Kolejnym kluczowym czynnikiem są ludzie. Artyści muszą odważyć się na innowacje i wyjść poza swoją strefę komfortu. Jak mówi artystka Ly Chi Huy, międzynarodowa współpraca nie tylko pomaga zdobyć doświadczenie, ale także otwiera nowe perspektywy, aby przybliżyć scenę młodym ludziom. Jednak same wysiłki artystów nie wystarczą. Potrzebne jest wsparcie agencji zarządzania kulturą, mediów i długofalowej strategii budowania relacji z publicznością.

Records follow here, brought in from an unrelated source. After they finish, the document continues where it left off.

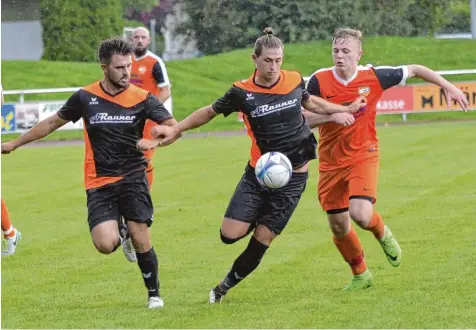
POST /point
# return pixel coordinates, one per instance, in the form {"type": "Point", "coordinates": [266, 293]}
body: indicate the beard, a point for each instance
{"type": "Point", "coordinates": [140, 52]}
{"type": "Point", "coordinates": [118, 83]}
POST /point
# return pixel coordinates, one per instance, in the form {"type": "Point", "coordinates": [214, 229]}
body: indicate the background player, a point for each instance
{"type": "Point", "coordinates": [271, 101]}
{"type": "Point", "coordinates": [114, 114]}
{"type": "Point", "coordinates": [11, 235]}
{"type": "Point", "coordinates": [349, 156]}
{"type": "Point", "coordinates": [149, 73]}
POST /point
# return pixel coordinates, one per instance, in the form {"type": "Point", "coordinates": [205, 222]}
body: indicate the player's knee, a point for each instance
{"type": "Point", "coordinates": [361, 216]}
{"type": "Point", "coordinates": [106, 246]}
{"type": "Point", "coordinates": [227, 239]}
{"type": "Point", "coordinates": [339, 228]}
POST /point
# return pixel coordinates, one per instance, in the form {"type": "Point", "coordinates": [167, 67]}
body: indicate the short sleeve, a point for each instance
{"type": "Point", "coordinates": [305, 93]}
{"type": "Point", "coordinates": [72, 109]}
{"type": "Point", "coordinates": [390, 76]}
{"type": "Point", "coordinates": [313, 87]}
{"type": "Point", "coordinates": [160, 74]}
{"type": "Point", "coordinates": [228, 103]}
{"type": "Point", "coordinates": [156, 110]}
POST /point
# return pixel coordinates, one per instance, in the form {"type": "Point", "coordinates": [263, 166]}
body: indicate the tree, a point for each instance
{"type": "Point", "coordinates": [222, 25]}
{"type": "Point", "coordinates": [72, 30]}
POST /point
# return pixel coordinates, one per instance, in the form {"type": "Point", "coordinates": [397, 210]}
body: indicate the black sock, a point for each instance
{"type": "Point", "coordinates": [149, 267]}
{"type": "Point", "coordinates": [244, 264]}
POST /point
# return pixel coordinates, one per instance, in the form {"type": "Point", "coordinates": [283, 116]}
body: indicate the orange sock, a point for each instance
{"type": "Point", "coordinates": [376, 225]}
{"type": "Point", "coordinates": [350, 248]}
{"type": "Point", "coordinates": [7, 228]}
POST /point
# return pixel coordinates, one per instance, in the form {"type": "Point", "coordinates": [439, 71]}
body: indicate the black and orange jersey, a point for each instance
{"type": "Point", "coordinates": [112, 126]}
{"type": "Point", "coordinates": [341, 146]}
{"type": "Point", "coordinates": [273, 116]}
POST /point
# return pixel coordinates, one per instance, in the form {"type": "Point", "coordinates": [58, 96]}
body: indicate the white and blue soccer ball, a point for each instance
{"type": "Point", "coordinates": [273, 170]}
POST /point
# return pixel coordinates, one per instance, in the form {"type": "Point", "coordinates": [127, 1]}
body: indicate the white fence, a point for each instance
{"type": "Point", "coordinates": [418, 98]}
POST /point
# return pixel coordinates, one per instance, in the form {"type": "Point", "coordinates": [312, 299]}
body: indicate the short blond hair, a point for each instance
{"type": "Point", "coordinates": [269, 40]}
{"type": "Point", "coordinates": [347, 33]}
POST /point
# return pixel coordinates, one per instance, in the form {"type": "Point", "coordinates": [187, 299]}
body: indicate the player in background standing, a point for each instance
{"type": "Point", "coordinates": [149, 73]}
{"type": "Point", "coordinates": [349, 156]}
{"type": "Point", "coordinates": [11, 235]}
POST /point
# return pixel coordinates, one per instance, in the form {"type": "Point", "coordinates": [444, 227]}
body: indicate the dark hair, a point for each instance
{"type": "Point", "coordinates": [269, 40]}
{"type": "Point", "coordinates": [114, 46]}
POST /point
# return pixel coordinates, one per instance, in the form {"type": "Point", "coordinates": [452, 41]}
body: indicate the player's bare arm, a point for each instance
{"type": "Point", "coordinates": [318, 105]}
{"type": "Point", "coordinates": [159, 132]}
{"type": "Point", "coordinates": [164, 94]}
{"type": "Point", "coordinates": [39, 131]}
{"type": "Point", "coordinates": [195, 120]}
{"type": "Point", "coordinates": [315, 119]}
{"type": "Point", "coordinates": [452, 92]}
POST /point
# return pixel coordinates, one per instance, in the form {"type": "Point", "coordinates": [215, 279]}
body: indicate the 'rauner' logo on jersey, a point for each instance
{"type": "Point", "coordinates": [266, 109]}
{"type": "Point", "coordinates": [364, 91]}
{"type": "Point", "coordinates": [104, 118]}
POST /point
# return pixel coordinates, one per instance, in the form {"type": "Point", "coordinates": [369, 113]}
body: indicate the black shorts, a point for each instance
{"type": "Point", "coordinates": [129, 197]}
{"type": "Point", "coordinates": [272, 208]}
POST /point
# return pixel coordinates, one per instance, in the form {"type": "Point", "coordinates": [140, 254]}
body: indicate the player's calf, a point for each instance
{"type": "Point", "coordinates": [105, 236]}
{"type": "Point", "coordinates": [244, 265]}
{"type": "Point", "coordinates": [232, 230]}
{"type": "Point", "coordinates": [147, 261]}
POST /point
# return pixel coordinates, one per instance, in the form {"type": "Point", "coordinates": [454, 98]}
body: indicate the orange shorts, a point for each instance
{"type": "Point", "coordinates": [337, 186]}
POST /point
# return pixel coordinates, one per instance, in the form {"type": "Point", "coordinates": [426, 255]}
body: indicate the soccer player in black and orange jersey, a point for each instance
{"type": "Point", "coordinates": [114, 114]}
{"type": "Point", "coordinates": [271, 101]}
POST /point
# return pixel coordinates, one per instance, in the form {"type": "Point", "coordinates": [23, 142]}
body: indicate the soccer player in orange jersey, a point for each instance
{"type": "Point", "coordinates": [10, 234]}
{"type": "Point", "coordinates": [349, 155]}
{"type": "Point", "coordinates": [149, 73]}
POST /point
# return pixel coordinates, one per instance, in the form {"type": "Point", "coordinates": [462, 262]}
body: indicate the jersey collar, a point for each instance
{"type": "Point", "coordinates": [342, 81]}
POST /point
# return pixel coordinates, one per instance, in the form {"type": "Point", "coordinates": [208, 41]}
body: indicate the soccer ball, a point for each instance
{"type": "Point", "coordinates": [273, 170]}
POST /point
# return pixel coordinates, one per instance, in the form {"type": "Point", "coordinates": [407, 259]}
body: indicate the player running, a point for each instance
{"type": "Point", "coordinates": [11, 235]}
{"type": "Point", "coordinates": [349, 156]}
{"type": "Point", "coordinates": [271, 101]}
{"type": "Point", "coordinates": [149, 73]}
{"type": "Point", "coordinates": [114, 114]}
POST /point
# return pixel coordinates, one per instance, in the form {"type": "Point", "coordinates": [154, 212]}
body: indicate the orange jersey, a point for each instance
{"type": "Point", "coordinates": [149, 73]}
{"type": "Point", "coordinates": [341, 146]}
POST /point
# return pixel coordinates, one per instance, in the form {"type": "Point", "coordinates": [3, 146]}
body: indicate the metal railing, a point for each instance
{"type": "Point", "coordinates": [23, 92]}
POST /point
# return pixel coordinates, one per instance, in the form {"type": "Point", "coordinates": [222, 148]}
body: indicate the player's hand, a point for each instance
{"type": "Point", "coordinates": [453, 93]}
{"type": "Point", "coordinates": [343, 118]}
{"type": "Point", "coordinates": [146, 144]}
{"type": "Point", "coordinates": [166, 135]}
{"type": "Point", "coordinates": [8, 147]}
{"type": "Point", "coordinates": [359, 103]}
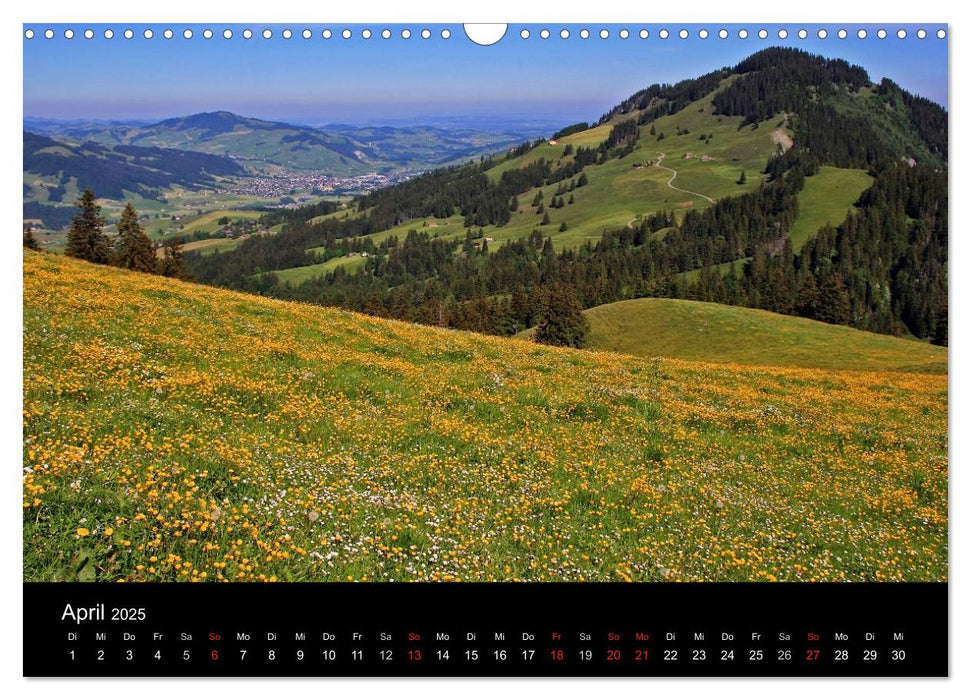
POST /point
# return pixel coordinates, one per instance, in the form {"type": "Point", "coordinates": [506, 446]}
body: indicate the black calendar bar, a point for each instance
{"type": "Point", "coordinates": [467, 629]}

Co ważniejsze, teatr nie może poprzestać na konserwacji. Musi być postrzegany jako produkt kulturowy i turystyczny, kojarzony z wizerunkiem Hanoi, Ho Chi Minh City czy głównych ośrodków kulturalnych. Kiedy sztuka stanie się artystyczną „markę” miasta, nie tylko przyciągnie publiczność krajową, ale może również przyczynić się do promocji wizerunku Wietnamu na arenie międzynarodowej.

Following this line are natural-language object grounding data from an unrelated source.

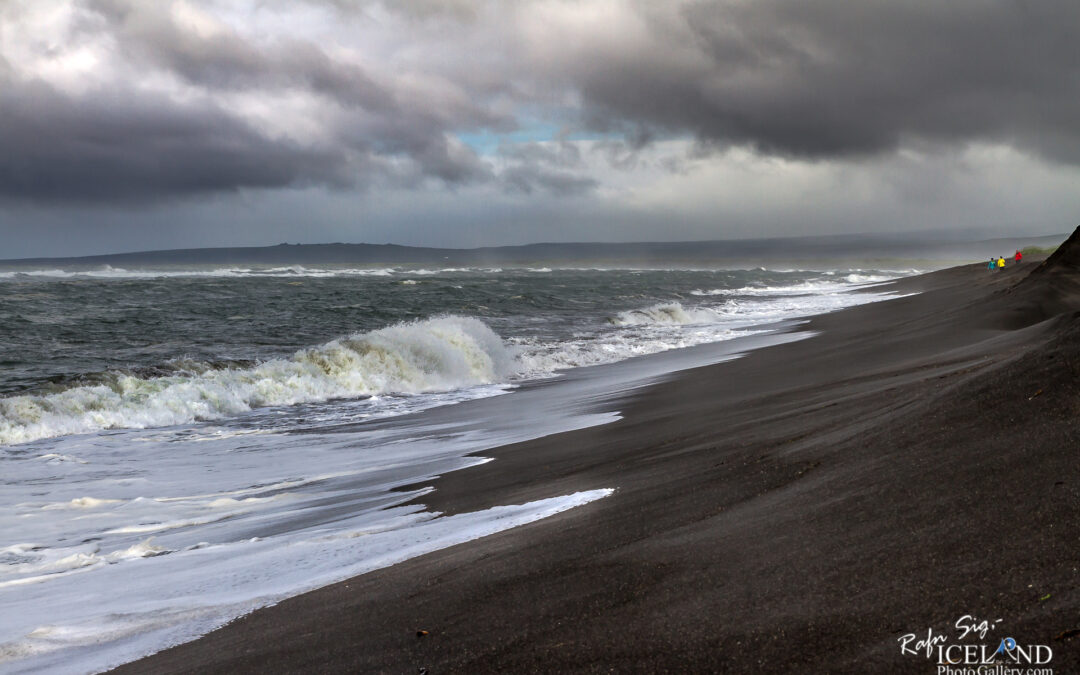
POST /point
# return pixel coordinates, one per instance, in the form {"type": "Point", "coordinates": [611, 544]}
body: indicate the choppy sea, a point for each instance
{"type": "Point", "coordinates": [179, 446]}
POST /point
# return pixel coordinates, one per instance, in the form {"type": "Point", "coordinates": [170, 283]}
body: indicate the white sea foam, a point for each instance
{"type": "Point", "coordinates": [436, 354]}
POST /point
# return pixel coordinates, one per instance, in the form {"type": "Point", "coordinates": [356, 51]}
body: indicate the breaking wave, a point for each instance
{"type": "Point", "coordinates": [665, 313]}
{"type": "Point", "coordinates": [436, 354]}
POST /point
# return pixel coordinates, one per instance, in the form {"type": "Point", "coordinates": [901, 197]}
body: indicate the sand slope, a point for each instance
{"type": "Point", "coordinates": [797, 510]}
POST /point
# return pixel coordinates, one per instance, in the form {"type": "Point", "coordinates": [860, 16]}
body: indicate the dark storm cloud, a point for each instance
{"type": "Point", "coordinates": [828, 79]}
{"type": "Point", "coordinates": [124, 143]}
{"type": "Point", "coordinates": [118, 147]}
{"type": "Point", "coordinates": [555, 167]}
{"type": "Point", "coordinates": [836, 78]}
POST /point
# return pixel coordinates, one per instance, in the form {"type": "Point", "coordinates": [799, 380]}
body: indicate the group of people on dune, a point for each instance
{"type": "Point", "coordinates": [1000, 261]}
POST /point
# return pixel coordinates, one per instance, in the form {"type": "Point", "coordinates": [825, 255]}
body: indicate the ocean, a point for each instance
{"type": "Point", "coordinates": [179, 446]}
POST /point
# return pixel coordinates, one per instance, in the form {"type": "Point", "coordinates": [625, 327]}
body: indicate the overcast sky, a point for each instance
{"type": "Point", "coordinates": [129, 124]}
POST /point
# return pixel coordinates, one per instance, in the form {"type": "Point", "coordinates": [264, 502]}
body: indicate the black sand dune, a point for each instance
{"type": "Point", "coordinates": [797, 510]}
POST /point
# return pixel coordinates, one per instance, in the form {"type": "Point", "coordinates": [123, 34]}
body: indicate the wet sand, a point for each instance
{"type": "Point", "coordinates": [796, 510]}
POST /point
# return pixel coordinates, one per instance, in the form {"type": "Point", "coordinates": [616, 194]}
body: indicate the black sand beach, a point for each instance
{"type": "Point", "coordinates": [797, 510]}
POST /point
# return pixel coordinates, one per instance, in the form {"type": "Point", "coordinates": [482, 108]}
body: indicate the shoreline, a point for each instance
{"type": "Point", "coordinates": [799, 508]}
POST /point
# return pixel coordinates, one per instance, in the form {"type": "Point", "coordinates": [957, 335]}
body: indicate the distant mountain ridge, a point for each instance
{"type": "Point", "coordinates": [863, 246]}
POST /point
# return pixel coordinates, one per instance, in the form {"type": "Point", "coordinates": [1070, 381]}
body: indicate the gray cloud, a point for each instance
{"type": "Point", "coordinates": [833, 78]}
{"type": "Point", "coordinates": [824, 80]}
{"type": "Point", "coordinates": [117, 147]}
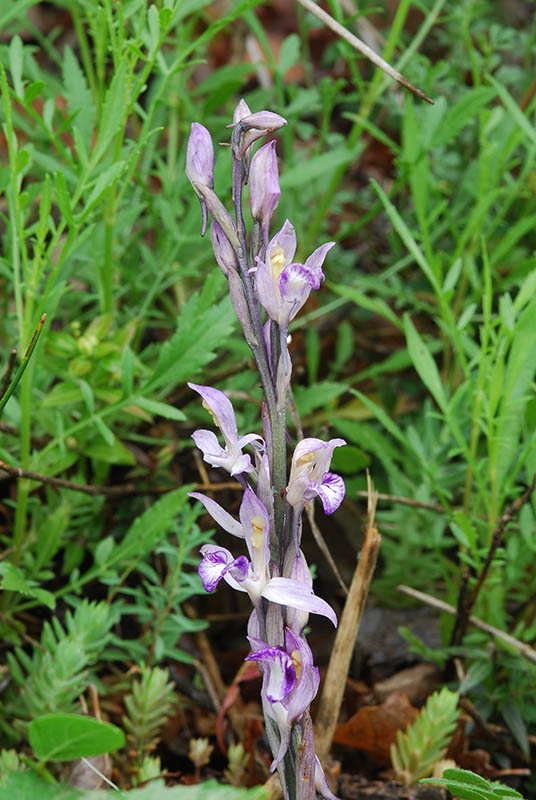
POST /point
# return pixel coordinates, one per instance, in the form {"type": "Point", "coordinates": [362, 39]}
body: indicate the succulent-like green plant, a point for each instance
{"type": "Point", "coordinates": [425, 742]}
{"type": "Point", "coordinates": [148, 705]}
{"type": "Point", "coordinates": [466, 785]}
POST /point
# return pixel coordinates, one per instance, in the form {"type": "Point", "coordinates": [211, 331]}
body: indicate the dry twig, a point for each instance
{"type": "Point", "coordinates": [341, 31]}
{"type": "Point", "coordinates": [339, 663]}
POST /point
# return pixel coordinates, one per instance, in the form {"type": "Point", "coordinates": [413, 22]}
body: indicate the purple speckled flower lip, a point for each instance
{"type": "Point", "coordinates": [267, 289]}
{"type": "Point", "coordinates": [310, 476]}
{"type": "Point", "coordinates": [290, 683]}
{"type": "Point", "coordinates": [283, 286]}
{"type": "Point", "coordinates": [231, 458]}
{"type": "Point", "coordinates": [253, 577]}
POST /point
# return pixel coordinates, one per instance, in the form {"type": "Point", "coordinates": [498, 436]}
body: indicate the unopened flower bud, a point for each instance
{"type": "Point", "coordinates": [200, 164]}
{"type": "Point", "coordinates": [250, 128]}
{"type": "Point", "coordinates": [264, 186]}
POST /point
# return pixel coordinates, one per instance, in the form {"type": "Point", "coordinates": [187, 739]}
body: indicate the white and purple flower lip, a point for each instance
{"type": "Point", "coordinates": [310, 476]}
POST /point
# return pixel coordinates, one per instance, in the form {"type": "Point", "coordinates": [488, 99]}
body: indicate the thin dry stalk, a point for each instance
{"type": "Point", "coordinates": [339, 663]}
{"type": "Point", "coordinates": [367, 51]}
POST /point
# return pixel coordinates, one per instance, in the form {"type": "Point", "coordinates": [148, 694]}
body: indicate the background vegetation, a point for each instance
{"type": "Point", "coordinates": [419, 349]}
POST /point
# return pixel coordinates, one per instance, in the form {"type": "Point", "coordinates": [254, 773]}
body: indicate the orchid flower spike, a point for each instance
{"type": "Point", "coordinates": [283, 286]}
{"type": "Point", "coordinates": [290, 683]}
{"type": "Point", "coordinates": [309, 475]}
{"type": "Point", "coordinates": [253, 576]}
{"type": "Point", "coordinates": [200, 165]}
{"type": "Point", "coordinates": [231, 457]}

Innymi słowy, światło sceny może świecić długo tylko wtedy, gdy zachowa swojego pierwotnego ducha i będzie śmiało wprowadzać innowacje; będzie szanować swoje dziedzictwo i podążać za duchem czasu. Kiedy młodzi widzowie odnajdą w nim empatię, staną się jego następcami, pomagając scenie nie tylko istnieć jako wspomnienie, ale także żyć w teraźniejszości.